Si è già ricordato di cosa si tratta: un istituto giuridico, da un lato volto a favorire l’emersione di illeciti sul posto di lavoro, dall’altro, in stretta connessione logica, finalizzato a tutelare chi segnala quegli illeciti.
La disciplina del whistleblowing ha avuto un’evoluzione nel tempo, passando dalla originaria versione dell’articolo 54 bis del d.lgs. 165/2001, introdotto dalla legge 190/2012 (la legge “anticorruzione”), all’integrazione allo stesso articolo, apportata dal d.l. 24 giugno 2014, n. 90, convertito nella legge 11 agosto 2014, n. 114, che ha previsto anche l’Autorità Nazionale Anticorruzione (ANAC) quale soggetto destinatario delle segnalazioni, sino all’ultima versione della norma citata, riscritta dalla legge 30 novembre 2017 n. 179.

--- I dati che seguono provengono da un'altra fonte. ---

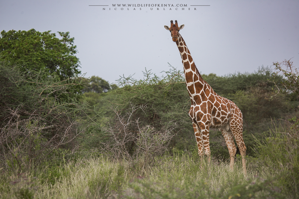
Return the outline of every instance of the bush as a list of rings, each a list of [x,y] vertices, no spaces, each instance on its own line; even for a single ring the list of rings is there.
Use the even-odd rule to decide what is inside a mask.
[[[174,136],[175,123],[169,123],[160,130],[150,125],[141,125],[135,114],[139,109],[145,111],[144,106],[132,105],[126,114],[115,110],[115,120],[106,129],[109,137],[103,143],[102,151],[111,158],[128,161],[134,168],[143,170],[153,166],[157,157],[168,150],[169,141]]]
[[[35,167],[78,147],[76,138],[84,130],[78,113],[86,108],[68,95],[77,84],[42,76],[0,63],[0,82],[4,83],[0,84],[0,165],[4,169]]]
[[[299,197],[299,119],[296,117],[289,128],[274,123],[270,137],[257,139],[259,159],[276,176],[282,192],[291,198]]]

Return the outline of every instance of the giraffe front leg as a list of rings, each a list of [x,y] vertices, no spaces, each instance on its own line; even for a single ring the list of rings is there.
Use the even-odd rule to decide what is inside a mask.
[[[223,137],[224,137],[226,146],[227,146],[228,152],[229,152],[229,156],[230,158],[230,168],[232,171],[233,171],[234,164],[235,163],[235,156],[237,152],[237,148],[236,148],[236,145],[234,142],[234,137],[232,133],[232,131],[230,129],[227,130],[224,128],[221,128],[220,130],[221,131]]]
[[[197,124],[193,123],[193,130],[194,131],[194,134],[195,135],[195,138],[196,139],[196,142],[197,143],[197,148],[198,149],[198,155],[200,158],[200,161],[202,160],[203,157],[203,142],[202,141],[202,134],[201,131],[198,128]]]
[[[210,128],[204,123],[199,123],[199,128],[202,135],[202,144],[204,146],[204,155],[207,157],[208,163],[211,161],[211,151],[210,150]]]

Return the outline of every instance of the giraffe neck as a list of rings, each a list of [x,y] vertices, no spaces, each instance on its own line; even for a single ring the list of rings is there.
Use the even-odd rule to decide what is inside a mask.
[[[186,80],[186,86],[189,91],[190,97],[198,94],[203,89],[206,84],[195,66],[190,51],[183,38],[180,35],[176,42],[176,45],[181,55],[182,62],[184,65],[184,72]]]

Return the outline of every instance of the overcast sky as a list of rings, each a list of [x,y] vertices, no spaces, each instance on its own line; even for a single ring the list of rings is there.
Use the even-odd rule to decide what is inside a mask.
[[[182,70],[163,27],[170,20],[185,24],[180,33],[202,74],[251,73],[292,58],[299,66],[298,0],[0,1],[0,31],[68,31],[82,73],[110,83],[143,78],[146,67],[159,75],[167,62]]]

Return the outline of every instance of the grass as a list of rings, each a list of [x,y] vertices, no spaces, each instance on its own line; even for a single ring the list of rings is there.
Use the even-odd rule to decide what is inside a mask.
[[[143,168],[133,168],[125,161],[90,157],[54,169],[44,167],[17,175],[3,173],[0,198],[284,198],[266,168],[254,169],[249,164],[245,177],[240,161],[232,172],[228,163],[212,160],[208,165],[201,164],[185,154],[165,155],[156,166]]]

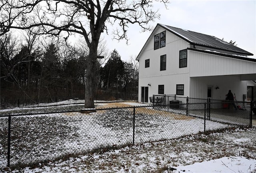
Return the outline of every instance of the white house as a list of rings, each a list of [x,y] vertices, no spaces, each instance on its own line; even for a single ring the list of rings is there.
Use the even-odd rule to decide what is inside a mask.
[[[213,36],[158,24],[136,58],[138,101],[164,94],[224,100],[229,89],[243,101],[248,81],[256,80],[252,55]]]

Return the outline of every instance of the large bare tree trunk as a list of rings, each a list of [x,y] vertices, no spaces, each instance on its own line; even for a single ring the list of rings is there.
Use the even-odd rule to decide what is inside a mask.
[[[96,78],[97,72],[96,62],[97,61],[97,46],[93,46],[90,52],[87,61],[87,68],[85,81],[84,97],[84,108],[94,108],[94,94],[96,88]]]

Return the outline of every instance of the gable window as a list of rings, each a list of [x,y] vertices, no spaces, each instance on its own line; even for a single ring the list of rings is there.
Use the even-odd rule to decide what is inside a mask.
[[[182,50],[180,51],[180,68],[187,67],[187,50]]]
[[[164,85],[158,85],[158,94],[164,94]]]
[[[154,50],[159,49],[165,46],[166,31],[155,35],[154,40]]]
[[[184,95],[184,84],[176,85],[176,94],[182,95]]]
[[[145,68],[149,67],[149,59],[145,60]]]
[[[160,57],[160,71],[166,70],[166,55]]]
[[[154,50],[159,48],[159,34],[155,35],[154,37]]]
[[[160,48],[165,46],[166,31],[160,33]]]

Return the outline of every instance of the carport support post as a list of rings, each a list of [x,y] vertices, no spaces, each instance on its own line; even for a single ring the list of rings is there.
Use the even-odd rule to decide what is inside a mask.
[[[134,136],[135,133],[135,107],[133,107],[133,131],[132,132],[132,144],[134,145]]]
[[[205,133],[205,126],[206,126],[206,104],[204,103],[204,133]]]
[[[11,149],[11,115],[8,116],[8,139],[7,141],[7,167],[10,167]]]
[[[251,107],[250,114],[250,127],[252,127],[252,100],[253,98],[251,100]]]

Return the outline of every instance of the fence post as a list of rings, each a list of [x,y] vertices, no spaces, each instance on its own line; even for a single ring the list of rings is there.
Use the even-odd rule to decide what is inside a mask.
[[[133,107],[133,131],[132,133],[132,145],[134,145],[135,135],[135,107]]]
[[[7,167],[10,167],[11,151],[11,115],[8,116],[8,139],[7,142]]]
[[[204,103],[204,133],[205,133],[205,127],[206,127],[206,103]]]
[[[187,116],[188,115],[188,96],[187,97],[187,106],[186,106],[186,114]]]
[[[167,111],[169,112],[169,107],[170,107],[170,102],[169,102],[169,96],[167,96]]]
[[[208,120],[210,120],[210,109],[211,109],[211,100],[210,98],[208,99]]]
[[[252,100],[251,100],[250,111],[250,126],[252,127]]]
[[[153,106],[152,107],[152,109],[154,109],[154,101],[155,100],[155,95],[153,95]]]

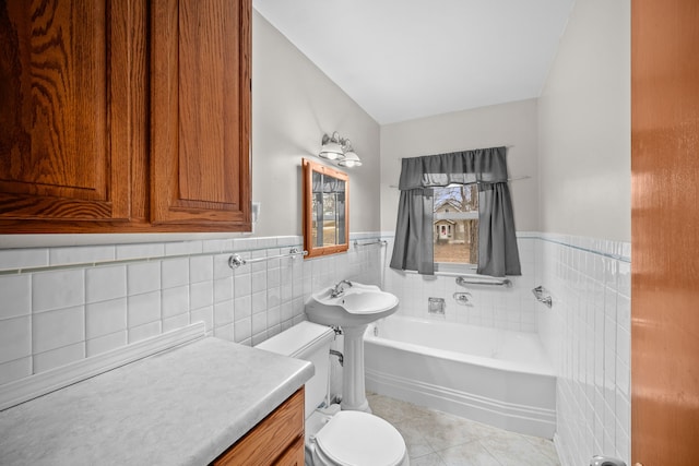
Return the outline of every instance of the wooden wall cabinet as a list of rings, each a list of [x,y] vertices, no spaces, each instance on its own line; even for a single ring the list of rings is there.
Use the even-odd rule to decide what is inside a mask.
[[[212,466],[304,466],[304,421],[301,386]]]
[[[249,230],[250,0],[39,3],[0,2],[0,232]]]

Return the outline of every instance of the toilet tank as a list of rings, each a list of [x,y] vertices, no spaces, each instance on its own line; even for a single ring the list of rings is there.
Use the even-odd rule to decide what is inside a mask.
[[[328,393],[330,344],[334,336],[331,327],[304,321],[256,346],[313,363],[316,373],[306,382],[306,417],[323,403]]]

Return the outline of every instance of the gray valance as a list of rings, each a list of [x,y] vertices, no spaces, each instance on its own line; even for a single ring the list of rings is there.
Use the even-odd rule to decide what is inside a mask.
[[[490,147],[403,158],[398,222],[390,266],[431,275],[433,187],[478,184],[477,273],[521,275],[510,191],[507,148]]]
[[[400,190],[507,182],[507,148],[478,148],[403,158]]]

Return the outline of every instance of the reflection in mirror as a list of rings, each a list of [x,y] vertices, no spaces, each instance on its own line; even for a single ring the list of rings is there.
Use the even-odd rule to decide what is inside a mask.
[[[304,249],[307,258],[346,251],[348,241],[348,177],[303,159]]]

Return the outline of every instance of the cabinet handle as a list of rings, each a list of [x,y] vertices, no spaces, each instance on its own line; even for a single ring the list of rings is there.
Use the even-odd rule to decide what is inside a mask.
[[[592,457],[590,466],[626,466],[626,463],[612,456],[595,455]]]

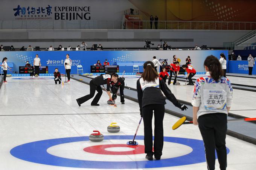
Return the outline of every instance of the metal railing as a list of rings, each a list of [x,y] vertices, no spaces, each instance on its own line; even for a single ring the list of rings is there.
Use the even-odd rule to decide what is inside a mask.
[[[150,29],[149,21],[15,20],[0,21],[0,29]],[[255,22],[159,21],[163,30],[254,30]]]

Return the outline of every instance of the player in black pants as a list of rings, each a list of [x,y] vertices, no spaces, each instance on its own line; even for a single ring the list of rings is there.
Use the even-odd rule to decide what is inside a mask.
[[[109,99],[112,100],[112,98],[110,95],[110,90],[111,81],[113,81],[114,83],[116,83],[118,80],[118,75],[116,74],[113,74],[112,75],[104,74],[93,78],[90,82],[90,94],[76,99],[78,105],[81,106],[81,104],[93,98],[95,93],[95,91],[97,90],[98,93],[91,102],[91,105],[99,106],[99,104],[98,103],[102,94],[102,90],[101,86],[104,84],[107,84],[107,91],[109,97]]]
[[[117,81],[116,83],[115,83],[114,81],[111,82],[110,89],[113,93],[112,98],[112,100],[115,100],[117,97],[117,90],[118,90],[118,88],[119,88],[121,102],[122,104],[124,104],[125,97],[124,95],[123,94],[123,89],[125,88],[124,77],[119,78]]]
[[[147,61],[143,66],[144,72],[142,77],[137,81],[138,99],[141,116],[143,117],[144,125],[144,144],[146,158],[153,160],[153,155],[157,160],[161,159],[163,145],[163,120],[165,114],[166,97],[181,110],[187,107],[179,103],[174,95],[167,87],[163,79],[158,77],[154,70],[154,64]],[[152,117],[153,111],[155,117],[154,151],[152,150]]]

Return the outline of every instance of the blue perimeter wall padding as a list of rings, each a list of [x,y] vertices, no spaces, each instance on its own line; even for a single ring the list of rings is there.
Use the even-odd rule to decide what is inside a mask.
[[[117,64],[118,63],[121,64],[119,63],[120,62],[136,61],[131,64],[133,65],[137,63],[139,65],[142,66],[143,63],[140,62],[152,61],[153,56],[155,56],[160,62],[166,59],[169,64],[172,63],[173,55],[176,55],[181,59],[180,64],[182,65],[185,63],[185,59],[189,56],[193,67],[197,71],[204,72],[203,63],[206,57],[213,55],[219,58],[221,53],[227,56],[228,51],[222,50],[0,51],[0,59],[7,57],[8,62],[14,63],[13,70],[18,72],[19,66],[25,66],[27,60],[29,60],[32,65],[35,55],[38,54],[42,65],[48,66],[49,73],[53,73],[55,68],[58,68],[61,73],[64,74],[64,62],[66,59],[66,54],[69,54],[73,61],[71,73],[76,74],[77,65],[82,66],[84,73],[89,73],[90,72],[90,66],[96,63],[98,60],[101,61],[102,64],[107,59],[111,65]],[[123,70],[122,67],[119,68],[120,72]],[[130,67],[132,69],[132,66]],[[142,72],[142,66],[139,68],[140,72]],[[129,69],[130,68],[127,69]],[[126,71],[126,72],[130,72],[131,71]]]

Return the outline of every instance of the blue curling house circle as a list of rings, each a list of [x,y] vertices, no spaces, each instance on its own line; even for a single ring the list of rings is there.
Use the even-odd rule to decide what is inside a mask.
[[[104,136],[105,140],[127,140],[131,135]],[[136,139],[143,140],[143,136]],[[160,168],[197,164],[205,162],[204,147],[202,140],[187,138],[164,137],[164,141],[187,146],[193,149],[189,153],[175,158],[158,161],[87,161],[62,158],[48,153],[48,148],[58,144],[89,140],[89,137],[73,137],[36,141],[25,143],[12,148],[10,152],[13,156],[34,163],[65,167],[96,169],[133,169]],[[227,152],[229,152],[227,148]]]

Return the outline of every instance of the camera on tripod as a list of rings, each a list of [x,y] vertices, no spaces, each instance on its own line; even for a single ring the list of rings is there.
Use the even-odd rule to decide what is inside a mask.
[[[146,40],[145,42],[146,42],[146,45],[144,45],[144,48],[150,48],[151,45],[154,45],[153,43],[151,43],[151,41],[149,41],[148,40]]]

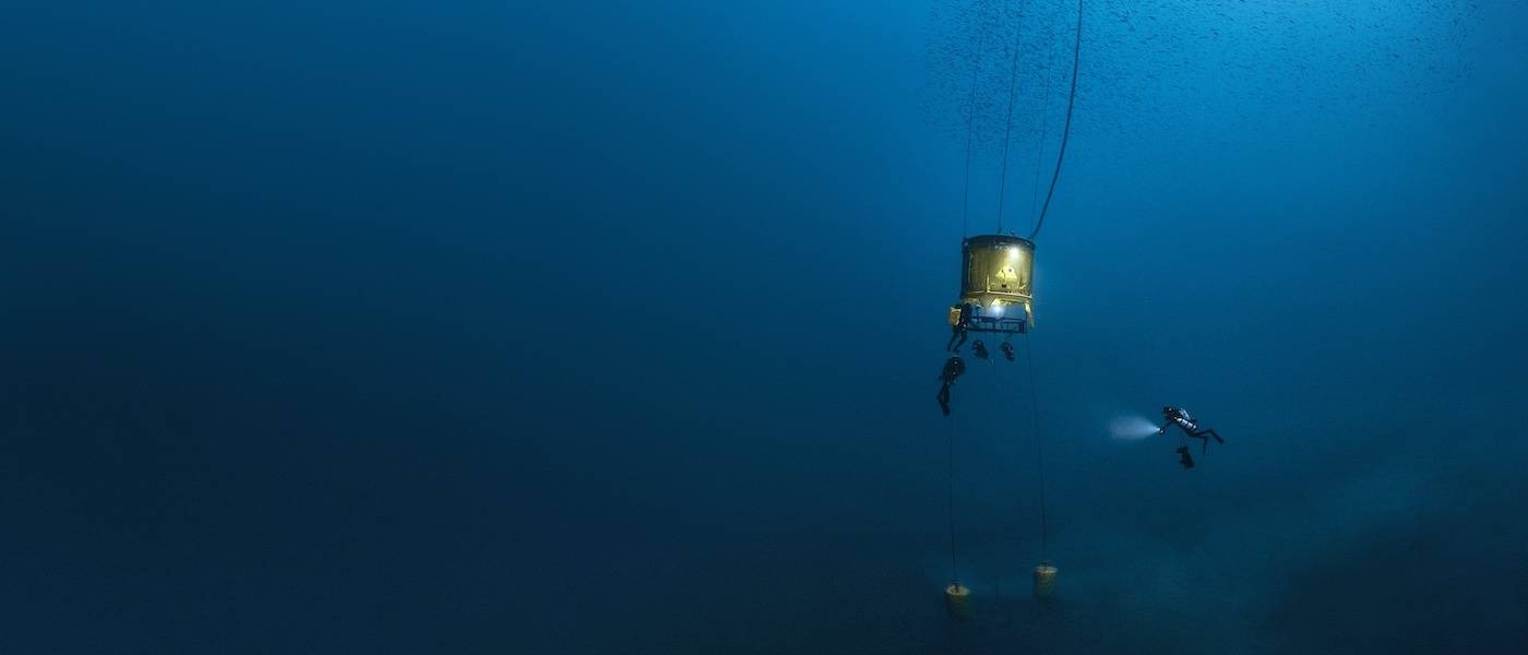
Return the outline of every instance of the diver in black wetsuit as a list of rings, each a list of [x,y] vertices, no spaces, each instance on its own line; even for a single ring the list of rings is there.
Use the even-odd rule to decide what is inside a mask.
[[[1167,405],[1161,408],[1161,415],[1163,418],[1167,420],[1167,423],[1164,423],[1160,429],[1157,429],[1157,434],[1160,435],[1167,434],[1167,428],[1178,426],[1178,429],[1181,429],[1184,435],[1203,441],[1201,452],[1209,450],[1210,437],[1215,437],[1215,443],[1225,443],[1225,440],[1222,440],[1221,435],[1215,432],[1213,428],[1201,429],[1199,421],[1190,417],[1187,409]],[[1193,455],[1189,453],[1189,446],[1178,446],[1174,452],[1178,453],[1178,464],[1181,464],[1184,469],[1193,469]]]
[[[944,350],[960,353],[960,347],[966,344],[966,328],[970,327],[972,310],[970,302],[961,302],[960,318],[955,319],[955,325],[950,325],[950,340],[944,344]]]
[[[934,395],[934,400],[940,402],[940,411],[944,415],[950,415],[950,385],[955,383],[963,373],[966,373],[966,360],[960,356],[944,360],[944,368],[940,371],[940,392]]]
[[[992,353],[987,351],[987,344],[983,344],[981,339],[970,342],[970,351],[976,353],[976,359],[992,359]]]

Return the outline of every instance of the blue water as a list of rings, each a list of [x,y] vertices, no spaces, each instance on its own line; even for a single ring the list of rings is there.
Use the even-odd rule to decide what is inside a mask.
[[[5,8],[0,652],[1528,650],[1522,3],[1085,2],[950,418],[1074,5],[445,5]]]

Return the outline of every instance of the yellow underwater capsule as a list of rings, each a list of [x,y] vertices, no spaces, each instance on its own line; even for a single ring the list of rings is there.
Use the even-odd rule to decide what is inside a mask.
[[[1050,562],[1041,562],[1039,566],[1034,566],[1034,597],[1044,600],[1054,594],[1056,566],[1051,566]]]
[[[1033,241],[1002,234],[966,238],[960,299],[950,307],[949,324],[964,321],[972,331],[1028,331],[1034,324],[1033,279]]]
[[[950,586],[944,588],[944,600],[949,602],[950,615],[964,621],[970,618],[970,588],[958,582],[952,582]]]

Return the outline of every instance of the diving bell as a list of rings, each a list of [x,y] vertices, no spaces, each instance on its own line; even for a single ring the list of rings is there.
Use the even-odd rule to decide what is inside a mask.
[[[987,234],[961,241],[960,299],[950,307],[949,324],[960,325],[966,310],[970,331],[1027,333],[1034,324],[1031,279],[1034,243],[1027,238]]]

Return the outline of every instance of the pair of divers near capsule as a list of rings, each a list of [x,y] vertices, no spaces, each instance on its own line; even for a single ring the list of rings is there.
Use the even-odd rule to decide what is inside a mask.
[[[1031,281],[1034,278],[1034,241],[1013,235],[989,234],[969,237],[961,243],[961,284],[960,299],[949,308],[950,337],[944,350],[952,353],[940,369],[940,391],[934,398],[940,403],[940,412],[950,415],[950,386],[966,373],[966,360],[960,356],[960,348],[966,344],[969,333],[1002,334],[999,350],[1004,359],[1013,362],[1013,334],[1027,334],[1034,327],[1034,310]],[[987,345],[976,339],[970,345],[978,359],[992,359]],[[1157,431],[1158,435],[1177,426],[1184,437],[1203,441],[1209,449],[1210,438],[1215,443],[1225,443],[1212,428],[1199,428],[1183,408],[1161,408],[1166,423]],[[1193,469],[1193,455],[1187,444],[1180,444],[1177,450],[1178,464]]]

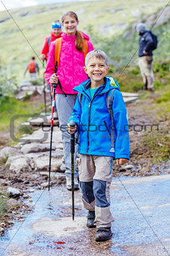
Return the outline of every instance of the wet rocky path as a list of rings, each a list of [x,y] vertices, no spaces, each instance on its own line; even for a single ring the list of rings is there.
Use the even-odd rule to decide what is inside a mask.
[[[34,209],[1,241],[1,255],[170,255],[170,175],[113,178],[111,185],[112,240],[94,241],[85,226],[79,191],[64,185],[31,194]]]

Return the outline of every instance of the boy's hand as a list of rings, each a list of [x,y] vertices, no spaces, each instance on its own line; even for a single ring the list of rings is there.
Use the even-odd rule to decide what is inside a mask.
[[[73,127],[73,126],[70,126],[70,123],[68,123],[67,126],[67,130],[69,133],[73,134],[76,131],[76,127],[77,127],[76,124],[75,124],[75,126]]]
[[[127,158],[118,158],[116,159],[116,165],[118,166],[118,164],[124,164],[125,163],[127,162]]]
[[[52,75],[50,79],[49,79],[49,83],[51,84],[58,84],[58,76],[54,73],[53,75]]]

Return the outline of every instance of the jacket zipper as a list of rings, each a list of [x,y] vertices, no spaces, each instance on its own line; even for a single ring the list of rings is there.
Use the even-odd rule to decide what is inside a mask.
[[[96,96],[98,95],[97,95],[97,92],[99,90],[97,90],[96,93],[94,93],[94,96],[92,99],[92,100],[89,101],[89,105],[88,105],[88,149],[87,149],[87,152],[86,154],[88,154],[88,151],[89,151],[89,127],[90,127],[90,124],[91,124],[91,103],[93,102],[93,100],[96,98]],[[88,99],[90,99],[90,97],[88,96],[88,95],[85,92],[85,93],[88,96]]]
[[[90,128],[90,124],[91,124],[91,103],[93,100],[96,98],[96,96],[97,95],[94,94],[92,100],[89,102],[89,105],[88,105],[88,149],[87,149],[86,154],[88,154],[89,151],[89,128]]]

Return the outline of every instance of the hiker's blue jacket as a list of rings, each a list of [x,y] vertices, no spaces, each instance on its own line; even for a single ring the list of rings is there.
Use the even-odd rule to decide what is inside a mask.
[[[106,77],[104,80],[105,84],[97,90],[92,99],[89,90],[91,79],[74,87],[82,96],[80,102],[78,94],[69,122],[73,120],[78,124],[79,154],[129,159],[128,121],[123,96],[118,84],[112,78]],[[106,105],[107,93],[113,88],[115,153],[109,151],[112,118]]]

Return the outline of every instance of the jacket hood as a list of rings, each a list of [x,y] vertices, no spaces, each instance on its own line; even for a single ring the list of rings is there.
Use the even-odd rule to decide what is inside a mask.
[[[89,41],[90,37],[88,35],[85,34],[82,31],[80,31],[80,32],[82,33],[83,38],[86,39],[87,41]],[[76,38],[76,35],[67,35],[65,32],[63,32],[61,34],[61,37],[64,38],[64,40],[67,40],[67,41],[74,41]]]
[[[104,81],[105,81],[104,84],[100,87],[102,90],[100,90],[100,93],[106,93],[109,90],[112,90],[113,88],[120,91],[119,84],[115,81],[115,78],[106,76],[104,78]],[[80,84],[78,87],[74,87],[73,90],[76,90],[79,93],[84,94],[85,91],[86,90],[88,90],[90,86],[91,86],[91,79],[89,78],[86,80],[85,82]]]

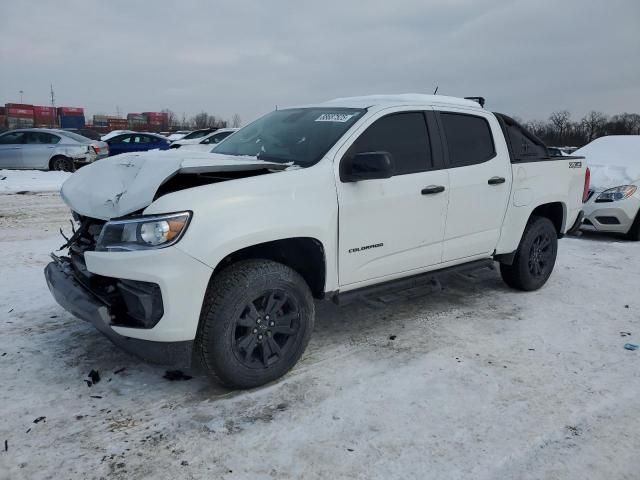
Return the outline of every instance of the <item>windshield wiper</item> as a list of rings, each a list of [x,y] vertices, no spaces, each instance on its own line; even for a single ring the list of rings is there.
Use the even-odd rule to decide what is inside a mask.
[[[273,155],[264,155],[262,152],[256,155],[258,160],[264,160],[265,162],[274,162],[274,163],[296,163],[294,160],[290,160],[288,158],[276,157]]]

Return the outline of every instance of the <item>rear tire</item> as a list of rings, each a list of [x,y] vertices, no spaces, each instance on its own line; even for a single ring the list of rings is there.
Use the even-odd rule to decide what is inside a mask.
[[[500,265],[500,274],[511,288],[523,291],[542,287],[556,263],[558,234],[546,217],[531,217],[511,265]]]
[[[640,241],[640,211],[636,213],[636,218],[633,220],[631,224],[631,228],[625,235],[628,240],[632,240],[634,242]]]
[[[196,341],[202,365],[230,388],[253,388],[287,373],[314,323],[311,290],[293,269],[246,260],[211,281]]]

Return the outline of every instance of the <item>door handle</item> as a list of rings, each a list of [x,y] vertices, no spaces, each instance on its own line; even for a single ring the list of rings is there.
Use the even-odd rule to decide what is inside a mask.
[[[444,187],[442,185],[429,185],[428,187],[424,187],[420,193],[423,195],[431,195],[433,193],[441,192],[444,192]]]

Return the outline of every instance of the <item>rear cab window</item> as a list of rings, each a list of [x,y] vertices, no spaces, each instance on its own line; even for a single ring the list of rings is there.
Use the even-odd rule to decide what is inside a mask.
[[[449,151],[449,168],[477,165],[496,156],[491,127],[479,115],[440,112]]]

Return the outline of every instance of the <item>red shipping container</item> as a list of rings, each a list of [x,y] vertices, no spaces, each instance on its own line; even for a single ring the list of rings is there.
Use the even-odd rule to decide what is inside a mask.
[[[63,117],[84,116],[84,108],[82,107],[58,107],[58,115]]]
[[[169,119],[169,114],[167,112],[144,112],[143,115],[145,115],[149,121],[166,121]]]
[[[37,124],[53,125],[56,123],[56,109],[53,107],[45,107],[35,105],[33,107],[33,118]]]
[[[7,107],[7,108],[25,108],[27,110],[33,110],[33,105],[29,105],[28,103],[6,103],[5,107]]]
[[[56,109],[53,108],[53,107],[45,107],[45,106],[34,105],[33,106],[33,113],[34,113],[34,115],[55,115],[56,114]]]
[[[33,118],[33,108],[7,107],[7,117]]]

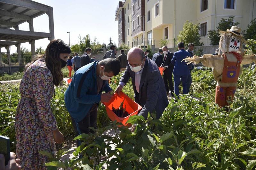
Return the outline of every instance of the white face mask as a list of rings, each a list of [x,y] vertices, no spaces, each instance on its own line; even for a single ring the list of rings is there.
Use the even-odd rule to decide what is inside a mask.
[[[104,70],[105,70],[105,68],[104,68]],[[104,74],[104,71],[103,71],[103,76],[101,77],[100,76],[100,74],[101,73],[101,70],[100,70],[100,77],[103,80],[108,80],[111,78],[111,77],[108,77],[106,76]]]
[[[131,69],[132,70],[132,71],[135,72],[139,72],[142,69],[142,68],[141,68],[141,65],[142,65],[142,63],[143,63],[143,61],[142,61],[140,66],[136,67],[132,67],[131,66],[131,65],[130,65],[130,64],[129,64],[129,66],[130,66],[130,68],[131,68]]]

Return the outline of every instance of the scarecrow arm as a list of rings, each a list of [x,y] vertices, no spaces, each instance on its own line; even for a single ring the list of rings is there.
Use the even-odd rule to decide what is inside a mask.
[[[200,57],[194,55],[193,57],[188,57],[183,59],[185,62],[187,62],[187,65],[191,63],[194,63],[197,64],[201,61],[204,66],[208,67],[213,67],[216,63],[223,60],[221,54],[213,55],[211,54],[204,54],[203,56]]]
[[[256,56],[255,54],[246,55],[243,53],[240,54],[243,56],[243,60],[241,63],[242,64],[248,64],[253,62],[256,63]]]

Si è giunti, oggi, al d.lgs. 10 marzo 2023, n. 24, che, in attuazione della direttiva (UE) 2019/1937, ha abrogato la previgente disciplina sostituendola interamente.
Parimenti si sono succedute nel tempo linee guida di ANAC in materia: dalla determinazione n. 6 del 28 aprile 2015, alla delibera n. 469 del 9 giugno 2021, fino alla attuale delibera n. 311 del 12 luglio 2023, con cui, nel disciplinare la gestione delle segnalazioni di propria competenza secondo la disciplina contenuta nel d.lgs. 24/2023, ANAC ha fornito indicazioni utili anche alle amministrazioni tenute alla gestione dei canali interni.
Sono ancora attese le nuove linee guida dell’Autorità, poste in consultazione alla fine del 2024, che daranno ulteriori indicazioni sulle modalità di gestione delle segnalazioni interne alle amministrazioni.
In tale susseguirsi di norme, un filo conduttore comune (uno dei tanti), a seguito di interpretazione di ANAC e della giurisprudenza, fino ad espressa previsione nell’attuale disciplina normativa, è rappresentato dall’esclusione della tutela del segnalante nel caso in cui questi agisca per scopi esclusivamente di carattere personale o per contestazioni o rivendicazioni inerenti al rapporto di lavoro nei confronti di superiori.
Tale tutela, infatti, è legata, sin dall’origine dell’istituto, alla tutela dell’integrità dell’amministrazione, in coerenza con le finalità anticorruttive della legge 190/2012: perché si attivino le misure di protezione del segnalante, occorre che la segnalazione abbia ad oggetto fatti che ledono tale integrità; il resto non rileva.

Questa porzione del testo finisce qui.